Syndrome of pseudomyxoma peritonei ( defined as the presence of mucinous ascites incorporating variable Numberss of mucinous cells and secretory organs ) is about ever the consequence of a ruptured low-grade mucinous tumour of the appendix and mucinous ascites in a patient with an evident mucinous enteric BOT should be considered strong presumptive grounds that the ovarian tumour really represents a metastasis ( 31 ) .

Assorted Borderline Tumor
Other uncommon assortments of BOT ‘s consist ; endometroid, clear cell and transitional cell ( Brenner ‘s ) assortments. Endometroid BOT ‘s resemble the correspondent endometroid tumours originating from uterine principal. These are ovarian tumours of low malignant potency composed of untypical or histologically malignant endometroid type secretory organs or cysts with absence of stromal invasion. They appear to be derived from surface epithelial tissue of ovary or adenomyosis. The patient age ranges between 22-77 year. The tumours are preponderantly one-sided. As described above the Endometroid BOT ‘s are known to transform into carcinomas. The forecast is first-class and recurrences/metastasis is rare. Current Update On Borderline Ovarian Neoplasms Essay.
Clear cell BOT ‘s are ovarian tumours of low malignant potency composed of untypical or histologically malignant secretory organs or cysts lined by clear or hobnail cells set in a dense hempen stroma with absence of stromal invasion. It has a average age of 65 years at presentation. These tumours have benign class following remotion of ovary.

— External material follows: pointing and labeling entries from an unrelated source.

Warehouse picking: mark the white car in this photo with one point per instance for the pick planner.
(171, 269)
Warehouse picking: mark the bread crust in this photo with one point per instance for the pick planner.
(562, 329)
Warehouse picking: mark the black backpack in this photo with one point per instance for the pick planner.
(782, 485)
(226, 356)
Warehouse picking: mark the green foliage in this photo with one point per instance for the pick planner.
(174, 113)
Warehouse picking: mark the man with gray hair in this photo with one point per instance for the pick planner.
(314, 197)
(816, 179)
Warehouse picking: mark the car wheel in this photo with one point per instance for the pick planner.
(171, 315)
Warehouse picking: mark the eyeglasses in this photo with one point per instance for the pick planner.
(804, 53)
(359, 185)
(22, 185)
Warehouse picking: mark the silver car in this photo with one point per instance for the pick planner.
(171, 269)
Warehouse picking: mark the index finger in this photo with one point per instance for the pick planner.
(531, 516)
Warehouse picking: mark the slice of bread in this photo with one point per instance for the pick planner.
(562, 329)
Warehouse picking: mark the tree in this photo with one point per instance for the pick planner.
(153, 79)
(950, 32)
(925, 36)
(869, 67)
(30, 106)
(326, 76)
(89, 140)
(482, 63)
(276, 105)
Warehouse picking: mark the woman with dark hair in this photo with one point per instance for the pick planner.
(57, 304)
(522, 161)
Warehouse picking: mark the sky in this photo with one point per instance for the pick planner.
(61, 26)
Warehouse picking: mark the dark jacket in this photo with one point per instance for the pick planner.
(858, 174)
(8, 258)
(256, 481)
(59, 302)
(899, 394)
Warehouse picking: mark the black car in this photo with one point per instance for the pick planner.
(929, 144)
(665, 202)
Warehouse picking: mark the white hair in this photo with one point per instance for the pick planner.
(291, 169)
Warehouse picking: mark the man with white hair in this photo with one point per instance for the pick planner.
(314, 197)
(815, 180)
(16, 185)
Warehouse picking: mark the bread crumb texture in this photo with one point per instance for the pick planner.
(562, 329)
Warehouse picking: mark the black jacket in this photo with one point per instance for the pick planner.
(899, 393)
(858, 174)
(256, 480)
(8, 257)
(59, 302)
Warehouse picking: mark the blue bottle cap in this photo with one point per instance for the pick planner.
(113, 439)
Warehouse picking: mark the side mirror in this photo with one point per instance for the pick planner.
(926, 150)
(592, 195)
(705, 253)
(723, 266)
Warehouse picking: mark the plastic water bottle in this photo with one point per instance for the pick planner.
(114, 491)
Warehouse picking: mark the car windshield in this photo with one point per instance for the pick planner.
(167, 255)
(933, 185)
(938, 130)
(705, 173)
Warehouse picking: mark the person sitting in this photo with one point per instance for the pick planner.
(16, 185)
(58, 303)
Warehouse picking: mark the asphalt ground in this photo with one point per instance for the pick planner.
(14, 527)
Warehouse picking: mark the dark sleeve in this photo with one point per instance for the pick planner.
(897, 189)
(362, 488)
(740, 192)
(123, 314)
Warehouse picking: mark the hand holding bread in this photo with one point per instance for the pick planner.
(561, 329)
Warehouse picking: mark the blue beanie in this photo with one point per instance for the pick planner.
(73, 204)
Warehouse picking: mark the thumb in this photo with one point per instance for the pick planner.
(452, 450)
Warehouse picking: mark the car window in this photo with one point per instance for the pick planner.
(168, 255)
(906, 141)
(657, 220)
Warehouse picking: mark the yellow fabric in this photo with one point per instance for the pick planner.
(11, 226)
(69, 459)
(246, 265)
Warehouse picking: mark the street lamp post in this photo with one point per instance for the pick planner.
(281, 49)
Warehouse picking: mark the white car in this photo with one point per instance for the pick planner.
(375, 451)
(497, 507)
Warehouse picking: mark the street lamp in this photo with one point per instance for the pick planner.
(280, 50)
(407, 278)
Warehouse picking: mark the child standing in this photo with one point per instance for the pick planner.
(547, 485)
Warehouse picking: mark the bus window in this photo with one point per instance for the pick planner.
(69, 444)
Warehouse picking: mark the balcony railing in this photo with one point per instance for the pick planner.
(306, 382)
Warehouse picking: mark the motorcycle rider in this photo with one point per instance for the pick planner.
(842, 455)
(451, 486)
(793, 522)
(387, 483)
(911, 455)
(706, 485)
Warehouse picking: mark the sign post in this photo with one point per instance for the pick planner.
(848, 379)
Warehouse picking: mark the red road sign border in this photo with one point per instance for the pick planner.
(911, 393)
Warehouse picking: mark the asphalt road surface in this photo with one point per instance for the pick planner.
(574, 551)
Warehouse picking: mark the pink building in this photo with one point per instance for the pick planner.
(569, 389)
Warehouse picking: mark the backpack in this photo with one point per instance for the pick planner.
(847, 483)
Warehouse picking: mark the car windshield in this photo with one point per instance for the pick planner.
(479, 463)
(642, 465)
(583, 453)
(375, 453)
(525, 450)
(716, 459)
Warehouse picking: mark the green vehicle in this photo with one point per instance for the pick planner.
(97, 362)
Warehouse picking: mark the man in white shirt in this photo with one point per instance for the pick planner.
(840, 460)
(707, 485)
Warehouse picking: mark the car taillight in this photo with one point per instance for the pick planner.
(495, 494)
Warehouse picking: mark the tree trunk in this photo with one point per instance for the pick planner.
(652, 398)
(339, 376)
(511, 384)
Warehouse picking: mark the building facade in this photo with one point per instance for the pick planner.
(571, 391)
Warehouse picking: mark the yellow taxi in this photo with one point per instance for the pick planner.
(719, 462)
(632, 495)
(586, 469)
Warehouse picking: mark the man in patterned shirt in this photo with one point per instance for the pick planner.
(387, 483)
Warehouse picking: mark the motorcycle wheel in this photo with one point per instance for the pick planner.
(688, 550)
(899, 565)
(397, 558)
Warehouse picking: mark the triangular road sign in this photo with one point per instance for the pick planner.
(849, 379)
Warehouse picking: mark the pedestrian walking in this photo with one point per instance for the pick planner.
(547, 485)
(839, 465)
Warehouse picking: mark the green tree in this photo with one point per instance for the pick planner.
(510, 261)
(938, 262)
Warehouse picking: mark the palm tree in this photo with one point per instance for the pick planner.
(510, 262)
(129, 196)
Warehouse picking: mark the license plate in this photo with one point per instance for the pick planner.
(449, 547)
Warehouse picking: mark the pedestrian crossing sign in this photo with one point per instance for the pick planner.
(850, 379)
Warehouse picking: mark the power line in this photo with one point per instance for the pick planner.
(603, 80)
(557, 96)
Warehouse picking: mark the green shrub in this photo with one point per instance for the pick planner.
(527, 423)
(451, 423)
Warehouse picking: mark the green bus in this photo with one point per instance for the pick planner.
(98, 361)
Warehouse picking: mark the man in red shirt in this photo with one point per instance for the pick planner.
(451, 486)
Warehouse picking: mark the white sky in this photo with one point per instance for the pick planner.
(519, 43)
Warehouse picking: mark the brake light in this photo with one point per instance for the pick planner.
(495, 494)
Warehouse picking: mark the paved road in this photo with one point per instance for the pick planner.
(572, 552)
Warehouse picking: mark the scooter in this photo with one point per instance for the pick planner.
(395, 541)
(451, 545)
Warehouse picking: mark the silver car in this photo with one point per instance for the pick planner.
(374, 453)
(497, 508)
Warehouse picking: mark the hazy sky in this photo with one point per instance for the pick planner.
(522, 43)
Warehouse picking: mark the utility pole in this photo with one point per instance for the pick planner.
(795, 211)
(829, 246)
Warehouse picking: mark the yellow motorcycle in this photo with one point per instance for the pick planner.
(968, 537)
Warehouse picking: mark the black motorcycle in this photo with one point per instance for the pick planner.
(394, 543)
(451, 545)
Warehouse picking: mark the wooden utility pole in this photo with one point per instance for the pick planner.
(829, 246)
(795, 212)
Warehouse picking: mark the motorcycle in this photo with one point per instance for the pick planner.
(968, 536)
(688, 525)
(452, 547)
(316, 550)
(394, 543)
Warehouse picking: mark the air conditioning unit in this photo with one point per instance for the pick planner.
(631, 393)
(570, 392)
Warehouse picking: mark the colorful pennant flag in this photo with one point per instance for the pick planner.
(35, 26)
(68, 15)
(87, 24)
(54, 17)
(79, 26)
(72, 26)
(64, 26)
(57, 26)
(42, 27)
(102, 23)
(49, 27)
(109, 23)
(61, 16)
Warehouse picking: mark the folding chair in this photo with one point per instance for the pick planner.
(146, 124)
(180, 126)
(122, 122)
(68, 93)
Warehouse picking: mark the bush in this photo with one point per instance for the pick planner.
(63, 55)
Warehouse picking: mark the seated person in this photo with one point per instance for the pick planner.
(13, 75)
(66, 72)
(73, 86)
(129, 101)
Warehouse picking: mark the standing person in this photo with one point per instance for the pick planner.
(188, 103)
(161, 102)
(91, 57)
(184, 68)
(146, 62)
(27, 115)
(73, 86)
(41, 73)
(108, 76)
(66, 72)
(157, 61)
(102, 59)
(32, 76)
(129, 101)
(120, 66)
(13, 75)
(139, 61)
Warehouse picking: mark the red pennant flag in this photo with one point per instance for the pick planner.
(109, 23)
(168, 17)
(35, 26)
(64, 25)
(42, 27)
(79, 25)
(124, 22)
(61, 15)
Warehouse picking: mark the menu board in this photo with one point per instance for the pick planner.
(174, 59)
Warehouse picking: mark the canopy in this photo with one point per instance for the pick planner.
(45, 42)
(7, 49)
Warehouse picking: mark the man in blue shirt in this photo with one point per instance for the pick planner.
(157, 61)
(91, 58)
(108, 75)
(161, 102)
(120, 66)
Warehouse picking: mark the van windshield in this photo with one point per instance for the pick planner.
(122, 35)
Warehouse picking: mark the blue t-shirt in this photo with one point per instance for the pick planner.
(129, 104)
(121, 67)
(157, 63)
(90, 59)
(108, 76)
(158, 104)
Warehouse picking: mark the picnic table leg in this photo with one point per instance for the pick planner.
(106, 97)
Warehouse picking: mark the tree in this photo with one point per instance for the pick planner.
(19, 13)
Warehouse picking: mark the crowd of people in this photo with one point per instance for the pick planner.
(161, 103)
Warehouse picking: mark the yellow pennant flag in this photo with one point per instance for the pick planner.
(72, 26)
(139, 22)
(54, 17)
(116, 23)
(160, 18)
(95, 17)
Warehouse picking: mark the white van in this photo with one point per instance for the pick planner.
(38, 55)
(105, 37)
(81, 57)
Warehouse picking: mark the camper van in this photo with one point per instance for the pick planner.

Clear cell BOT ‘s are besides known to transform into matching carcinomas.
Borderline Brenner ‘s tumours are ovarian transitional cell tumours of low malignant potency with untypical or malignant characteristics of epithelial tissue but missing stromal invasion. Merely 3-5 % of Brenner ‘s tumours are marginal.

Staging of BOT ‘s
BOT ‘s follow a similar theatrical production system that of ovarian epithelial carcinomas. The theatrical production is surgical and the suggested guidelines include biopsy specimen from omentum, enteric serosa/mesentery, pelvic peritoneum including cul-de-sac, vesica peritoneum and pelvic wall ; abdominal peritoneum including para colic trough and diaphragmatic surface ; and retroperitoneal nodes ( 3 ) . The FIGO theatrical production for ovarian tumours is summarized in table-2.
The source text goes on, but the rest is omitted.